A Assembleia Legislativa aprovou na manhã de hoje (17), em segundo turno, por 44 votos a 6, projeto do governo que inclui a educação presencial entre as atividades essenciais que não podem ser paralisadas durante a pandemia do Covid-19 no Paraná. O objetivo é garantir o retorno das aulas em modelo híbrido, com metade dos alunos presencialmente e os demais assistindo remotamente, no próximo dia 1º de março, nas escolas estaduais. Agora a proposta deve retornar nas sessões da próxima segunda-feira (22), sendo uma ordinária e outra extraordinária, para ser votada em terceira discussão e em redação final.
Uma emenda aprovada ao texto assegurou aos servidores da educação prioridade na vacinação contra o coronavírus, dentro do Plano Estadual de Imunização.
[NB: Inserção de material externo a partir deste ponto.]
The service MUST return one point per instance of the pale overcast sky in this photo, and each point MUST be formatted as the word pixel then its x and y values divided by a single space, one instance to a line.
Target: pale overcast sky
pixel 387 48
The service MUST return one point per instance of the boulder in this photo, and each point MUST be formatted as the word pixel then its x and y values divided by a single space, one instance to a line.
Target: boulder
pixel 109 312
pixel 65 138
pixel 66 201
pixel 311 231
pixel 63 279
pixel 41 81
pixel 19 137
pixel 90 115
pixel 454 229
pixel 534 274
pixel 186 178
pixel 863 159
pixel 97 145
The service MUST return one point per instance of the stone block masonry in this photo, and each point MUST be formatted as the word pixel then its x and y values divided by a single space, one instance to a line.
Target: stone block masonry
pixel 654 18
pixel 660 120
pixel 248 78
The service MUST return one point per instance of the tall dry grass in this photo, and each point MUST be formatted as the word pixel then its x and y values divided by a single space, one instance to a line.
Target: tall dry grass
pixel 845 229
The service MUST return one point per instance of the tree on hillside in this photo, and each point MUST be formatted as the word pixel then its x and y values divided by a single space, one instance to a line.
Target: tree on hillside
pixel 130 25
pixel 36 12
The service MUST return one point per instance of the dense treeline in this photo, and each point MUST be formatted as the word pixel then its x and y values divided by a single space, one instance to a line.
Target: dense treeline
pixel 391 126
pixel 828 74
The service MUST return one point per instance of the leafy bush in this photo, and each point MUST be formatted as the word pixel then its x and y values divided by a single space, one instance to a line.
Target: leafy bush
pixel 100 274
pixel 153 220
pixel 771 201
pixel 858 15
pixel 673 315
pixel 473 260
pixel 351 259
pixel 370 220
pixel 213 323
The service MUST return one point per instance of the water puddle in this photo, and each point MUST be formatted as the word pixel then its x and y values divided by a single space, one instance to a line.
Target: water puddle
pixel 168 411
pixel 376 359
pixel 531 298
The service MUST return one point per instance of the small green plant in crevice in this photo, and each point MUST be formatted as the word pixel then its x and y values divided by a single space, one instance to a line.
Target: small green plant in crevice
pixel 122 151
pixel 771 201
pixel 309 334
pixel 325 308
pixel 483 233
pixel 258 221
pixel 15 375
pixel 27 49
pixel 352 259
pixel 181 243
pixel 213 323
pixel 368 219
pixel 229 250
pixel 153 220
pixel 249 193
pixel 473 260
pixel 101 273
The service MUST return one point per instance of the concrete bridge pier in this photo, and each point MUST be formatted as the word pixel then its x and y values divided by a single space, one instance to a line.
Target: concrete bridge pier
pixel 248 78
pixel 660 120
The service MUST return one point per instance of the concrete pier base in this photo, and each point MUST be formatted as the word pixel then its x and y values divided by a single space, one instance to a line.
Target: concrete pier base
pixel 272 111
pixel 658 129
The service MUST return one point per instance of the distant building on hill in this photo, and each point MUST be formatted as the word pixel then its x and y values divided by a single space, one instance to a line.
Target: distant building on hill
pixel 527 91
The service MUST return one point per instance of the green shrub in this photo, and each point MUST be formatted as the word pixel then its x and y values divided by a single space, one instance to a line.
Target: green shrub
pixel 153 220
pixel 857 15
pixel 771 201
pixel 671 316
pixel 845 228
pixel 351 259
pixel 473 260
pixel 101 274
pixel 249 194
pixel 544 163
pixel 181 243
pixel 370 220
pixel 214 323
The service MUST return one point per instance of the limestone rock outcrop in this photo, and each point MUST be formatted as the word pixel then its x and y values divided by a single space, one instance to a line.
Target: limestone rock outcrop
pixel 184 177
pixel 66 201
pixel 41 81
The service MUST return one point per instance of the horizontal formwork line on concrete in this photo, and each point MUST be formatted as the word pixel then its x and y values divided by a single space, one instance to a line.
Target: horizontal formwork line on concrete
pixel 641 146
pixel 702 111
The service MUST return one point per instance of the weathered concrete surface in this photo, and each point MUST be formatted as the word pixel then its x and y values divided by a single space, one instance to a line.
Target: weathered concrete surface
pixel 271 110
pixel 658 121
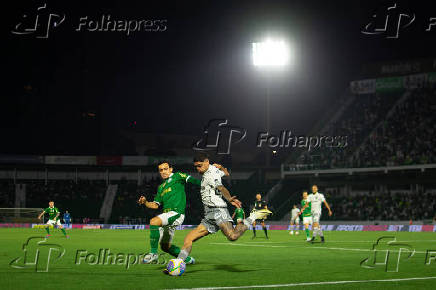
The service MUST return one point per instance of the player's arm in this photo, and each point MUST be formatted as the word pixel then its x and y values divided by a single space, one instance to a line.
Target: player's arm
pixel 303 208
pixel 149 204
pixel 193 180
pixel 222 168
pixel 226 194
pixel 328 207
pixel 41 214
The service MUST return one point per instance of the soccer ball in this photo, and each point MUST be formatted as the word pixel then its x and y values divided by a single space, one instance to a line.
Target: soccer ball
pixel 176 267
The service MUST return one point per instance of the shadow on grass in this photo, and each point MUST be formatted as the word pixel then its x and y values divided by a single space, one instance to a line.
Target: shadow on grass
pixel 226 268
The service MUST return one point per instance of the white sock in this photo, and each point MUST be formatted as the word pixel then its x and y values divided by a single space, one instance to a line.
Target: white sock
pixel 321 234
pixel 183 255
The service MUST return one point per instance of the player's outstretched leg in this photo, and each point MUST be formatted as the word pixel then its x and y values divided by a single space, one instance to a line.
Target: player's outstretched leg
pixel 231 233
pixel 191 237
pixel 174 251
pixel 47 228
pixel 62 230
pixel 307 232
pixel 321 234
pixel 265 229
pixel 153 257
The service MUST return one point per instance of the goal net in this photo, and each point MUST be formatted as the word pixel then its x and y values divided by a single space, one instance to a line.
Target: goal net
pixel 20 215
Não há, porém, previsão de quando isso aconteça, já que não há vacinas.
O governo alega que a presença dos alunos nas escolas é de livre escolha dos pais, será limitada a no máximo 50% das turmas e seguirá todos os protocolos médicos e sanitários. O Executivo argumenta ainda que além da retomada do desenvolvimento pedagógico dos alunos após um ano, a reabertura das escolas vai garantir uma alimentação de qualidade aos estudantes e amenizar o problema de pais que não tinham com quem deixar os filhos para poder trabalhar.
A APP-Sindicato – que representa professores e funcionários de escolas – é contra a volta às aulas presenciais enquanto não houver a vacinação dos trabalhadores da educação, e diz que as escolas não têm infraestrutura para garantir a segurança sanitária.
A primeira emenda, assinada pelo deputado Do Carmo (PSL), estabelece que para o exercício da atividade e serviços educacionais, ficará garantido aos profissionais a priorização para o recebimento de vacinas, conforme o plano estadual de vacinação, destinadas à imunização durante os períodos em que houver epidemias ou pandemias. Esta emenda avançou por unanimidade na CCJ.
A segunda emenda, do deputado Homero Marchese (PROS), altera o artigo 1º do texto original, que passará a ter a seguinte redação: “Considera de natureza essencial as atividades e serviços educacionais prestados no âmbito do Sistema Estadual de Ensino do Paraná, inclusive na forma presencial”. Na CCJ, esta emenda foi aprovada com voto contrário do deputado Tadeu Veneri (PT).
“É preciso esclarecer o que de fato se pretende com essa segunda emenda. No nosso entendimento aulas presenciais com tratamento essencial impõe a presença dos professores e o retorno das aulas presenciais em todo o estado sem levar em consideração a situação sanitária de cada município”, disse Veneri
“Não tem nada muito complexo na emenda. A emenda diz que também se considera essencial a educação na sua forma presencial. Mas isso não elimina o parágrafo único do texto que indica que essas atividades continuam sujeita as limitações e condições sanitárias estabelecidas pelo Poder Público”, explicou Marchese.
Pelo texto, eventuais restrições às aulas determinadas pelo Poder Público dependerá de decisão do governador Ratinho Júnior (PSD) que indicará a extensão, os motivos, critérios técnicos e científicos.